More on KentOnline
Home Canterbury News Article
A RECORDING of rowdy and offensive customers outside a pub has helped persuade the local council to reject a lap-dancing club’s application for later opening hours.
The recording, played at the hearing on Wednesday, was made by a resident of King Street, Canterbury, who was among 76 people objecting to Scribes’ application to stay open until 1.30am.
Niall McKernan, who made the recording with his digital camera late one night, told the city council’s licensing panel that it was typical of the disturbance neighbours often suffered from the pub.
Scribes, which is in King Street, is currently allowed to stay open until 11.30pm from Monday to Saturday, but had applied to the licensing panel to close at 1.30am.
The application, which was turned down, prompted one of the biggest protests seen in the district since the Licensing Act came into force last year.

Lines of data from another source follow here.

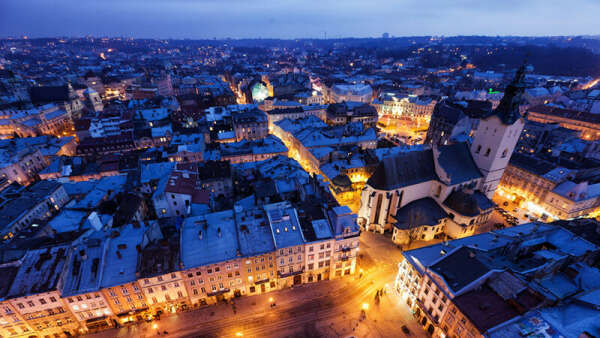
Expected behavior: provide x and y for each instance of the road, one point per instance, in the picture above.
(324, 309)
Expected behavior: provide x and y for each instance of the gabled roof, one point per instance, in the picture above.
(424, 211)
(403, 170)
(468, 204)
(456, 160)
(452, 268)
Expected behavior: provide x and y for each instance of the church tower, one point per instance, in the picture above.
(497, 135)
(93, 99)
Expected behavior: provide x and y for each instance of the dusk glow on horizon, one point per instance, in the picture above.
(295, 18)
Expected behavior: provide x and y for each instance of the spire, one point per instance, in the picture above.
(508, 109)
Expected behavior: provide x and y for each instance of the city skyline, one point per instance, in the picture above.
(294, 19)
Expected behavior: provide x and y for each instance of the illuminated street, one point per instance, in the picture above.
(326, 309)
(409, 130)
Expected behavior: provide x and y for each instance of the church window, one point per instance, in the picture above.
(378, 207)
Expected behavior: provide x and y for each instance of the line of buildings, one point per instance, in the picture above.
(110, 277)
(526, 280)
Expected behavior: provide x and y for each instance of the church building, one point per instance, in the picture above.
(444, 191)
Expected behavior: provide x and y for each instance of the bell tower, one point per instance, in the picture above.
(497, 134)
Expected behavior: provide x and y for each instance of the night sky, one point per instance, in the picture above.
(296, 18)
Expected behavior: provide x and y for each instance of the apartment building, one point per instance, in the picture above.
(35, 292)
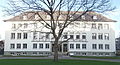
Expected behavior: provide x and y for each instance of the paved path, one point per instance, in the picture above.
(62, 57)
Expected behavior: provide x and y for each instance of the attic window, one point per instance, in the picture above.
(24, 17)
(94, 17)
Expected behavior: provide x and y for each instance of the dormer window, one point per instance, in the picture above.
(24, 17)
(94, 17)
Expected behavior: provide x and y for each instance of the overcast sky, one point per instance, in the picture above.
(112, 15)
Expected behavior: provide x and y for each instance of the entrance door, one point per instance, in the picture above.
(59, 48)
(65, 48)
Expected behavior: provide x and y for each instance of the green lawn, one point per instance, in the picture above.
(50, 62)
(115, 57)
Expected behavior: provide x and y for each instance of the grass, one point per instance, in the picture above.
(100, 57)
(50, 62)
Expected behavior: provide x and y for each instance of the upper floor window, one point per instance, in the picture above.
(47, 46)
(100, 46)
(107, 46)
(40, 45)
(37, 17)
(34, 35)
(65, 36)
(34, 46)
(12, 35)
(83, 17)
(18, 35)
(13, 26)
(83, 46)
(100, 26)
(24, 46)
(94, 35)
(25, 35)
(100, 36)
(95, 17)
(83, 35)
(93, 25)
(25, 25)
(47, 36)
(48, 17)
(71, 46)
(77, 46)
(18, 46)
(94, 46)
(24, 17)
(106, 36)
(106, 26)
(71, 36)
(12, 46)
(77, 36)
(19, 25)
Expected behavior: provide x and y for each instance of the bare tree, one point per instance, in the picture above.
(52, 7)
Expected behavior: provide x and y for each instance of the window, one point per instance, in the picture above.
(94, 17)
(25, 25)
(13, 26)
(12, 35)
(84, 36)
(83, 46)
(24, 46)
(106, 26)
(93, 26)
(24, 17)
(35, 53)
(37, 17)
(12, 46)
(71, 46)
(19, 25)
(65, 36)
(94, 46)
(18, 35)
(100, 36)
(34, 46)
(47, 46)
(24, 35)
(47, 36)
(77, 46)
(106, 36)
(100, 26)
(107, 46)
(48, 17)
(83, 17)
(71, 37)
(34, 35)
(18, 46)
(40, 45)
(77, 36)
(94, 35)
(100, 46)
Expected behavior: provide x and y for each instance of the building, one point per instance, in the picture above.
(117, 40)
(90, 35)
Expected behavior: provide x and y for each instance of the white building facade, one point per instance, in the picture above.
(87, 38)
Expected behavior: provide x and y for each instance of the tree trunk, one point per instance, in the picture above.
(56, 51)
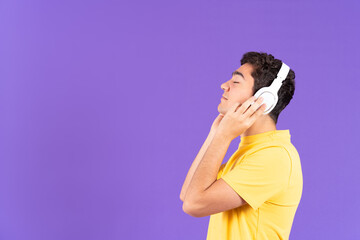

The objectors said that King Street was predominantly residential and that the later hours would cause them more misery and sleepless nights.
Mr McKernan added: “The noise and swearing is not what we want to be subjected to at any time and certainly not at 1am."
Penny Francis, chairman of the St Peter’s Association, urged the panel to take into account Culture Minister Tessa Jowell’s advice that the public must win “hands down” in cases of later licensing hours.
Mrs Francis added that there were up to eight children living near the pub whose sleep would be badly affected if the application was granted.
But barrister John Thornton, for Scribes, said that the panel should take into account that neither the police nor the environmental health department had made any objections to the application.
He argued that the pub was well run and that the panel needed to consider the effect on the business, which had rival pubs with later opening hours nearby.
He added that the requested increase was “moderate” and would allow customers to disperse more quietly.